Seit die Technik solche Feinheiten ermöglicht, werden auch das Wetter und der Wechsel der Jahreszeiten zum spielbestimmenden Faktor. Voraussetzung ist „ein tiefes Verständnis der Flora und Fauna zu einer bestimmten Zeit“, erklärt Thierry Dansereau. Dansereau ist als Art Director für die Landschaften im Antike-Epos „Assassin's Creed Odyssey“ zuständig. Auf einer Studienreise nach Griechenland sammelten er und sein Team Material – auch das ganz nach der Tradition der „Nachahmung der Natur“, wie sie die Malerei seit Jahrhunderten kennt. Im Spiel kann man die digitale Ägäis zu Fuß oder per Pferd erkunden, man taucht zu versunkenen Wracks hinab oder lässt sich am Strand vom Spiel des Lichtes auf den Wellen faszinieren. Erstmals habe man sich intensiv mit der Darstellung von Schaum befasst, erklärt Dansereau. Am Computer lässt sich heute exakt berechnen, wie winzige Wassertröpfchen das Licht reflektieren. All das nur, damit sich die Wellen realistisch am Ufer brechen. „Wir wollten nicht nur die Schönheit der Landschaft darstellen, sondern auch die Art und Weise, wie sie von den Menschen genutzt worden ist“, ergänzt World Designer Benjamin Hall. „Die griechischen Stadtstaaten waren durch natürliche Grenzen definiert. Das haben wir zur Grundlage unserer Rekonstruktion gemacht.

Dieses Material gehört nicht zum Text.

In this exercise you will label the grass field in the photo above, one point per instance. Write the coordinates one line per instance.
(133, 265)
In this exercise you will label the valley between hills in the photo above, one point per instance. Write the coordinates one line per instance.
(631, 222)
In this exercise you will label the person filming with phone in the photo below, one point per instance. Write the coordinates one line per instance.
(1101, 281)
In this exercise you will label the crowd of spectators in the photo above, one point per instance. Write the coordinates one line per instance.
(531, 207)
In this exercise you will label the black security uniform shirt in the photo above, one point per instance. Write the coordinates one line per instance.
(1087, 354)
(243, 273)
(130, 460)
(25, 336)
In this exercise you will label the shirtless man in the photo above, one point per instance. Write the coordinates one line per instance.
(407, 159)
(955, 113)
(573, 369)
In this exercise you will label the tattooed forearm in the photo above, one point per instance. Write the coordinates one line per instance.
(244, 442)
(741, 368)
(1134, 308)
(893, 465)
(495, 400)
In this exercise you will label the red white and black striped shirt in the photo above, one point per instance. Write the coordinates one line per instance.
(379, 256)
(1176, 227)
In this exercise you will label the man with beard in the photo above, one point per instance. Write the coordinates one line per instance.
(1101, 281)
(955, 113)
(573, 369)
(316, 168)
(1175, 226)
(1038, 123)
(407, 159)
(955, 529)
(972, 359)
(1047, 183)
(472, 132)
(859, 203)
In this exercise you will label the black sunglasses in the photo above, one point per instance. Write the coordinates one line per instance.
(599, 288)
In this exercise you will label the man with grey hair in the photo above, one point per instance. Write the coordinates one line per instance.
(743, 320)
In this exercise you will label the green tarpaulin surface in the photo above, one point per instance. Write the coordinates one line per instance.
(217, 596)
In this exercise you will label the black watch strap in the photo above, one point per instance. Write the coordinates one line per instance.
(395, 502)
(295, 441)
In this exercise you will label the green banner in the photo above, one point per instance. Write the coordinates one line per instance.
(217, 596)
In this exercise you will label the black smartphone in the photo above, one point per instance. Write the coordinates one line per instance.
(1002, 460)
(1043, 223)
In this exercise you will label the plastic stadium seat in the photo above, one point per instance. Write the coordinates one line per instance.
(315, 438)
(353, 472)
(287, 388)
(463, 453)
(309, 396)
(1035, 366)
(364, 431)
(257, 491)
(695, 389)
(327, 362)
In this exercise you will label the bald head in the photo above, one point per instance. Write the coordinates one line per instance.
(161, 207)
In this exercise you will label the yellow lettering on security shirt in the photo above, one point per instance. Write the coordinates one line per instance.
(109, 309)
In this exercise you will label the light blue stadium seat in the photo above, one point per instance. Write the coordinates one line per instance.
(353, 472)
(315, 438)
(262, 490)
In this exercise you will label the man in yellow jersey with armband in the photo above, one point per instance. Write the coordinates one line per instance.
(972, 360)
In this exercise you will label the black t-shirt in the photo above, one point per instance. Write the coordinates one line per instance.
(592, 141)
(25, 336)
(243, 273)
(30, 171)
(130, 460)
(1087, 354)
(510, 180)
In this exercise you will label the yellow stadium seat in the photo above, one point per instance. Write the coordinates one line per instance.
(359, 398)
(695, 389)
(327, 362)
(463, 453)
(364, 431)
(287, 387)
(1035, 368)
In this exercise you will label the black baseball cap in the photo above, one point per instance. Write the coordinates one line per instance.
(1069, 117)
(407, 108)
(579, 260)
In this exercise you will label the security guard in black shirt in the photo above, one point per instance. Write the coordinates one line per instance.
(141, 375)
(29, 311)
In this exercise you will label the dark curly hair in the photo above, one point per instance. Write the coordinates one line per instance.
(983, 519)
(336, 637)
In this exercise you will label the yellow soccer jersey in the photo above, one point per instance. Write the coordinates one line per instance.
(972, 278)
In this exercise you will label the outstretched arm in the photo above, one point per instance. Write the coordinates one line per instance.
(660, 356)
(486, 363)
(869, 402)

Wir benutzten digitale Höhenmodelle der NASA, Google Earth und andere topographische Karten und setzten sie in Bezug zu historischen Quellen.“

Unwägbares Wettersystem

Die komplexe, in zig Nebenhandlungen verzweigte Geschichte von „Assassin's Creed Odyssey“, in der auch reichlich Blut fließt, mag für sich faszinierend sein. Doch immer wieder ertappt man sich dabei, dass man viel lieber die sich auf 130 Quadratkilometern erstreckende Welt mit all ihren geologischen und biologischen Eigenheiten erkundet. Zugrunde liegt dem Ganzen ein dynamisches Wettersystem, dessen vielfältige Effekte auf die virtuelle Welt nicht einmal die Entwickler voraussehen können. Damit wird der Spieler mit seinen individuellen Entscheidungen zum Teil eines Experiments. Er selbst ist es, der über den Blick auf diese Welt gebietet und dort möglicherweise Dinge zu sehen bekommt, die so noch kein anderer gesehen hat. Er ist der Regisseur in seinem eigenen Film. Es wäre spannend zu erfahren, was Pieter Bruegel und seine Zeitgenossen aus solchen Möglichkeiten gemacht hätten.